Commedia, Fantastico

UN TUFFO NEL PASSATO

TRAMA

Tornati nella località sciistica della loro adolescenza, tre amici entrano in una vasca idromassaggio che li riporta nel 1986. Dovranno compiere esattamente le stesse azioni di quell’anno, se non vogliono subire un “butterfly effect” che sconvolgerà anche il presente.

RECENSIONI

Film di apertura del Fantafestival 2011, Hot Tube Time Machine riporta la commedia americana contemporanea al topos della macchina del tempo. Steve Pink adotta l'archetipo comico di sempre, l'amicizia virile che trionfa su tutto, già rinvigorito negli ultimi anni (si pensi alle hangovers di Todd Phillips), suggerendo appena un fondo problematico: l'intreccio si innesca dopo il tentato suicidio di Lou, alcolizzato allo sbando. Dall'altra parte il co-sceneggiatore di Alta fedeltà si rivolge agli anni '80. Questi vengono insieme evocati e irrisi, a metà tra parodia e rispetto (è stata comunque la golden age dei protagonisti), con la leggera vena iconoclasta che investe costumi, party e star come Michael Jackson. Ma è subito chiaro che, oltre alla ri-visitazione ironica degli Eighties, lo scopo ultimo della pellicola resta la successione delle gag: tra derive freak (Crispine Glover che perde il braccio) e minacce di futuro alternativo per le ripercussioni dell'effetto farfalla, i personaggi provano a lasciare il passato attraverso tutte le tappe della commedia, dalla rissa al sesso fino alle implicazioni sentimentali.

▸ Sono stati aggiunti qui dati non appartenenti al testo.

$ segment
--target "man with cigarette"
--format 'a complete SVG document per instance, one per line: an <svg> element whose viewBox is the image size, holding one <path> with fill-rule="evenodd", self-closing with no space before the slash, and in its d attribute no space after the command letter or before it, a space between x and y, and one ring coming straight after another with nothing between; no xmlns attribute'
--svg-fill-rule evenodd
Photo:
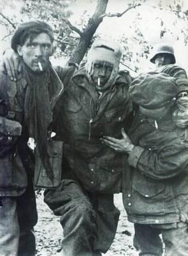
<svg viewBox="0 0 188 256"><path fill-rule="evenodd" d="M57 68L65 87L56 105L56 138L64 143L62 177L59 187L45 191L45 202L61 216L65 256L100 256L115 235L119 211L113 193L121 191L126 159L100 138L120 137L120 128L129 125L131 77L119 73L121 55L117 43L96 40L73 75Z"/></svg>
<svg viewBox="0 0 188 256"><path fill-rule="evenodd" d="M22 72L17 81L0 73L1 256L35 255L34 156L27 142L31 138L37 143L41 162L51 173L47 141L63 88L49 61L53 41L46 23L20 24L11 46L20 56Z"/></svg>

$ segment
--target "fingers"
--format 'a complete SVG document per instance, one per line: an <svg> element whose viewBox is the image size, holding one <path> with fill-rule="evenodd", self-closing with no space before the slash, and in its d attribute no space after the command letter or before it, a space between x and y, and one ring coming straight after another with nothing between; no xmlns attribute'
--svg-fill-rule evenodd
<svg viewBox="0 0 188 256"><path fill-rule="evenodd" d="M5 51L3 56L4 70L12 81L17 81L18 71L20 70L20 56L12 49L7 49Z"/></svg>
<svg viewBox="0 0 188 256"><path fill-rule="evenodd" d="M124 139L126 139L126 138L127 138L127 135L126 134L124 128L122 128L122 129L121 129L121 132L122 132L122 134L123 138L124 138Z"/></svg>
<svg viewBox="0 0 188 256"><path fill-rule="evenodd" d="M110 147L111 148L115 150L118 150L119 148L117 147L117 145L108 140L106 140L105 138L101 138L101 140L102 142L105 143L106 145L107 145L108 147Z"/></svg>
<svg viewBox="0 0 188 256"><path fill-rule="evenodd" d="M114 142L114 143L118 143L119 141L119 139L116 139L115 138L110 137L110 136L103 136L103 138L105 138L105 140Z"/></svg>

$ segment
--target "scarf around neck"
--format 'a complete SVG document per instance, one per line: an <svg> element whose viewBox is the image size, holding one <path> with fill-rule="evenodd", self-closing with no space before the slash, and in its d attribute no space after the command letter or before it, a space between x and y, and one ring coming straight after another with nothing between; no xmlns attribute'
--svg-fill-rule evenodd
<svg viewBox="0 0 188 256"><path fill-rule="evenodd" d="M47 176L54 175L47 151L49 127L53 121L53 109L63 92L63 84L49 62L47 70L33 72L23 63L23 74L28 86L24 103L25 121L30 137L37 143L40 157Z"/></svg>

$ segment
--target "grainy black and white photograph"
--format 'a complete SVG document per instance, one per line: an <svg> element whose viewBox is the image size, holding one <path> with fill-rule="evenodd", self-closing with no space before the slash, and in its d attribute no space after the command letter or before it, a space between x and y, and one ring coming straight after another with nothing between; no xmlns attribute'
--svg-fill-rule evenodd
<svg viewBox="0 0 188 256"><path fill-rule="evenodd" d="M0 255L188 255L188 1L0 0Z"/></svg>

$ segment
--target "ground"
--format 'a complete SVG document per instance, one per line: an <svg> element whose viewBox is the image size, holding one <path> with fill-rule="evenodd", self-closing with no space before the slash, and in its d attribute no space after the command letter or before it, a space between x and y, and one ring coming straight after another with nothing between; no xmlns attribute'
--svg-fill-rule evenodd
<svg viewBox="0 0 188 256"><path fill-rule="evenodd" d="M114 241L103 256L137 256L138 253L133 246L133 224L127 220L121 194L115 195L115 204L120 211L120 220ZM42 195L38 196L37 205L39 220L35 227L36 256L61 256L59 250L62 227L59 221L59 218L55 216L43 202Z"/></svg>

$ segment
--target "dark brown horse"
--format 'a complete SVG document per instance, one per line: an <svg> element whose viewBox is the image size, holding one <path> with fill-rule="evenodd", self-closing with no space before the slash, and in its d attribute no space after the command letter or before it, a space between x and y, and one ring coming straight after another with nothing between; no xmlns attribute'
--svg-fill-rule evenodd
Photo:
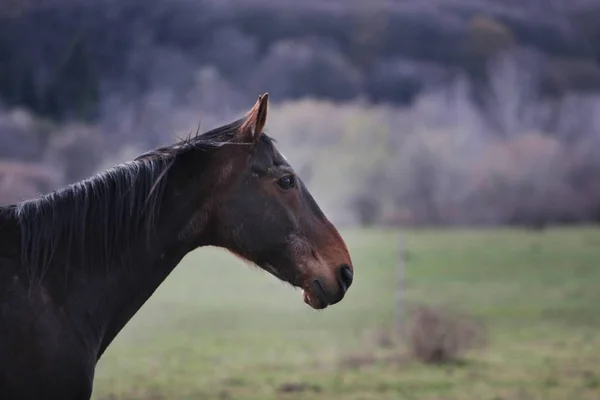
<svg viewBox="0 0 600 400"><path fill-rule="evenodd" d="M107 346L201 246L315 309L342 300L350 255L263 133L267 106L265 94L229 125L0 208L0 399L89 399Z"/></svg>

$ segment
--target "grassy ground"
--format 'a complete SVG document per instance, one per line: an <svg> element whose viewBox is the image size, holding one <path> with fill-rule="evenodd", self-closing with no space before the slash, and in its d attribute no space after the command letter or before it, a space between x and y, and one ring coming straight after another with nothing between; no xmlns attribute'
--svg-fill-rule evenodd
<svg viewBox="0 0 600 400"><path fill-rule="evenodd" d="M344 237L355 284L323 312L229 254L190 254L109 348L94 398L600 399L600 229L409 232L408 300L491 333L445 366L372 339L393 319L397 235Z"/></svg>

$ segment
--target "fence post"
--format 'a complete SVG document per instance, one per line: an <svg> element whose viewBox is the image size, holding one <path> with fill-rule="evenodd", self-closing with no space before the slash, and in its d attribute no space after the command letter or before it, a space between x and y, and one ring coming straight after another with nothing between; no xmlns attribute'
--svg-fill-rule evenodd
<svg viewBox="0 0 600 400"><path fill-rule="evenodd" d="M396 265L396 313L395 323L396 328L402 328L404 324L404 301L405 301L405 279L406 279L406 260L405 251L406 243L402 231L398 232L398 247L397 247L397 265Z"/></svg>

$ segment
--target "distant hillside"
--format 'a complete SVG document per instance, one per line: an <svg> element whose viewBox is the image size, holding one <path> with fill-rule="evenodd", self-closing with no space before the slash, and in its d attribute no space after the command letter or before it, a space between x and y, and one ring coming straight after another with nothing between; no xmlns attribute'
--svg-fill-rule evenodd
<svg viewBox="0 0 600 400"><path fill-rule="evenodd" d="M542 94L600 90L600 4L579 0L30 0L0 5L0 97L60 119L213 66L230 99L405 104L528 49ZM533 61L531 61L533 60Z"/></svg>

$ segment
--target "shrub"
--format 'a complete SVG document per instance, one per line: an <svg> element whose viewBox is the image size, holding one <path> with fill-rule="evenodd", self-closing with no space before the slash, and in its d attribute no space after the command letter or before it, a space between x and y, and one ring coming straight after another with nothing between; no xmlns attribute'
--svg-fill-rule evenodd
<svg viewBox="0 0 600 400"><path fill-rule="evenodd" d="M411 352L428 364L457 361L486 342L485 330L471 318L428 306L415 310L408 333Z"/></svg>

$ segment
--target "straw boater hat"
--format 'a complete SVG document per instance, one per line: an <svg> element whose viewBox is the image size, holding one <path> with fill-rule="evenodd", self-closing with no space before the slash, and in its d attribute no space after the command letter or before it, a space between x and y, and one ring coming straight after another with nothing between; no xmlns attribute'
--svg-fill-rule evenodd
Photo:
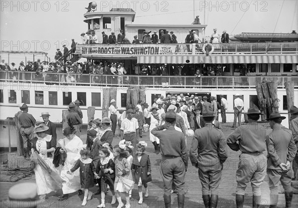
<svg viewBox="0 0 298 208"><path fill-rule="evenodd" d="M119 111L120 111L120 110L119 110ZM102 120L101 120L101 123L111 123L111 119L107 117L104 117L102 118Z"/></svg>
<svg viewBox="0 0 298 208"><path fill-rule="evenodd" d="M248 108L247 110L247 112L244 113L244 114L249 115L251 114L258 114L259 115L263 115L263 113L261 113L260 112L260 110L259 110L259 108L255 104L254 104L253 106L251 107Z"/></svg>
<svg viewBox="0 0 298 208"><path fill-rule="evenodd" d="M166 118L176 118L176 113L173 110L168 110L165 113Z"/></svg>
<svg viewBox="0 0 298 208"><path fill-rule="evenodd" d="M24 103L21 104L19 106L20 108L26 108L28 107L28 105Z"/></svg>
<svg viewBox="0 0 298 208"><path fill-rule="evenodd" d="M48 129L49 129L49 127L48 127L45 124L42 123L34 128L33 134L36 134L38 132L43 132L47 131Z"/></svg>
<svg viewBox="0 0 298 208"><path fill-rule="evenodd" d="M213 111L210 107L206 107L202 111L202 117L214 117Z"/></svg>
<svg viewBox="0 0 298 208"><path fill-rule="evenodd" d="M157 108L156 107L155 107L155 106L154 106L154 107L152 107L152 108L151 108L150 109L150 112L151 112L153 109L156 109L156 110L159 110L159 109L158 109L158 108Z"/></svg>
<svg viewBox="0 0 298 208"><path fill-rule="evenodd" d="M272 112L272 113L269 116L269 118L267 118L267 121L275 119L276 118L281 118L282 120L284 120L286 118L285 116L281 116L281 114L277 111Z"/></svg>
<svg viewBox="0 0 298 208"><path fill-rule="evenodd" d="M298 107L296 107L295 105L293 105L290 108L290 113L298 113Z"/></svg>
<svg viewBox="0 0 298 208"><path fill-rule="evenodd" d="M40 117L43 116L51 116L51 115L50 115L48 112L42 112Z"/></svg>

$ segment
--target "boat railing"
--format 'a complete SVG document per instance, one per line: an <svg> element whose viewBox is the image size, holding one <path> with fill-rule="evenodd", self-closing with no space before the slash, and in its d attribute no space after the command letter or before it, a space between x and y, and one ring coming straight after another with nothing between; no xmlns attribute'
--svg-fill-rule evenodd
<svg viewBox="0 0 298 208"><path fill-rule="evenodd" d="M40 73L22 71L0 71L2 86L9 83L44 85L128 87L144 86L149 88L254 88L261 79L276 80L279 88L285 88L285 82L293 81L298 88L298 77L289 76L142 76L79 74L58 73ZM3 83L5 82L5 83Z"/></svg>
<svg viewBox="0 0 298 208"><path fill-rule="evenodd" d="M83 55L110 53L130 55L298 53L298 43L241 43L228 44L83 44L76 53ZM209 49L208 49L209 48ZM149 50L151 50L149 51ZM132 52L131 51L134 52Z"/></svg>

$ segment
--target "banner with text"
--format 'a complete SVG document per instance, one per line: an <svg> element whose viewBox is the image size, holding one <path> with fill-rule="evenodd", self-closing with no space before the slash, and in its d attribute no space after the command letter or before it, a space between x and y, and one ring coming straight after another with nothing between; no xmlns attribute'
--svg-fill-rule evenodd
<svg viewBox="0 0 298 208"><path fill-rule="evenodd" d="M175 53L178 46L164 44L78 45L75 47L75 53L92 55L172 54Z"/></svg>

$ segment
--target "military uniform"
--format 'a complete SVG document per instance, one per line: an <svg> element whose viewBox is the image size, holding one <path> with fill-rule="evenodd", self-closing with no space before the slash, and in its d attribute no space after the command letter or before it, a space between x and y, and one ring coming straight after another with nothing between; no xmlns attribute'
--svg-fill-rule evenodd
<svg viewBox="0 0 298 208"><path fill-rule="evenodd" d="M176 117L173 110L166 113ZM187 167L188 158L184 135L173 126L167 129L163 125L153 129L151 133L160 139L161 153L160 173L163 180L164 204L166 208L170 207L171 190L172 182L175 185L178 194L178 207L183 208L184 203L184 177Z"/></svg>
<svg viewBox="0 0 298 208"><path fill-rule="evenodd" d="M286 117L281 116L279 113L274 112L267 120L274 119L272 118L274 116L286 118ZM292 170L290 168L285 171L279 165L282 163L286 164L287 161L292 162L294 160L297 151L296 146L289 129L276 123L272 128L272 132L266 139L268 153L267 173L270 190L270 207L276 208L280 181L285 189L286 208L290 208L293 194L291 186Z"/></svg>
<svg viewBox="0 0 298 208"><path fill-rule="evenodd" d="M267 164L263 153L266 136L266 129L256 121L240 126L227 137L226 143L230 148L242 152L236 172L236 203L242 204L239 207L243 207L245 190L249 182L252 187L253 203L259 203L260 200L261 185L266 176Z"/></svg>
<svg viewBox="0 0 298 208"><path fill-rule="evenodd" d="M30 150L33 139L33 129L36 121L32 115L27 112L19 114L18 119L20 125L20 134L23 139L24 149Z"/></svg>
<svg viewBox="0 0 298 208"><path fill-rule="evenodd" d="M80 137L79 127L82 122L82 119L79 117L78 114L74 110L71 110L71 112L67 115L67 118L69 125L71 127L74 127L75 129L74 134L78 137Z"/></svg>
<svg viewBox="0 0 298 208"><path fill-rule="evenodd" d="M207 108L203 111L202 116L214 119L214 112ZM227 158L226 145L224 133L212 122L206 123L204 127L195 132L189 157L193 165L199 169L206 208L217 207L223 163Z"/></svg>

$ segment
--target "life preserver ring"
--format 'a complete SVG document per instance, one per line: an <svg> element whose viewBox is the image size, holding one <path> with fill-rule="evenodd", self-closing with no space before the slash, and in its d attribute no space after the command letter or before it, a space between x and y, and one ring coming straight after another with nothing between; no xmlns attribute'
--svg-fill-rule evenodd
<svg viewBox="0 0 298 208"><path fill-rule="evenodd" d="M205 50L205 48L207 46L211 46L211 51L210 51L209 52L206 52L206 50ZM205 44L203 46L203 47L202 47L202 51L204 54L212 54L212 53L213 53L213 52L214 52L214 46L213 46L212 44L210 43Z"/></svg>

Un tuffo nel passato, che cita Ritorno al futuro in modo spesso letterale, si lascia quindi apprezzare soprattutto per il suo stimolante tentativo: l'incontro tra commedia e fantascienza che, dosando adeguatamente gli elementi dei entrambi, si iscrive al genere fantastico mantenendosi però nel campo della risata. Pink costruisce un'alternanza consapevole: se gli amici sono coinvolti nelle sequenze più scatenate, subito dopo si torna alla macchina del tempo guasta con le apparizioni, quasi donniedarkiane, del misterioso riparatore. Il risultato dell'unione è renderci più scettici sui nodi fantascientifici, demitizzare il 'problema' del ritorno al passato. Per il resto si rimane volutamente ancorati agli stereotipi, che la sceneggiatura a sei mani (Heald-Anders-Morris) non riesce a ravvivare, si limita a riproporre. Colonna sonora affollata e disomogenea (Bowie, Public Enemies, Spandau Ballet, Talking Heads) con Let's get it started dei Black Eyed Peas cantata da Craig Robinson vent'anni in anticipo sul futuro. Attori addomesticati nei rispettivi caratteri, equamente ripartiti nei loro tratti costitutivi, con John Cusack che produce e offre sé stesso come lancio del film. La regia senza intuizioni particolari, ma piuttosto al servizio delle singole scene, è la conferma del carattere conservativo dell'operazione: non vuole superare il già visto ma preferisce rifarlo, restando una commistione sci-fi/comedy a tratti riuscita, a tratti debole e priva di coraggio.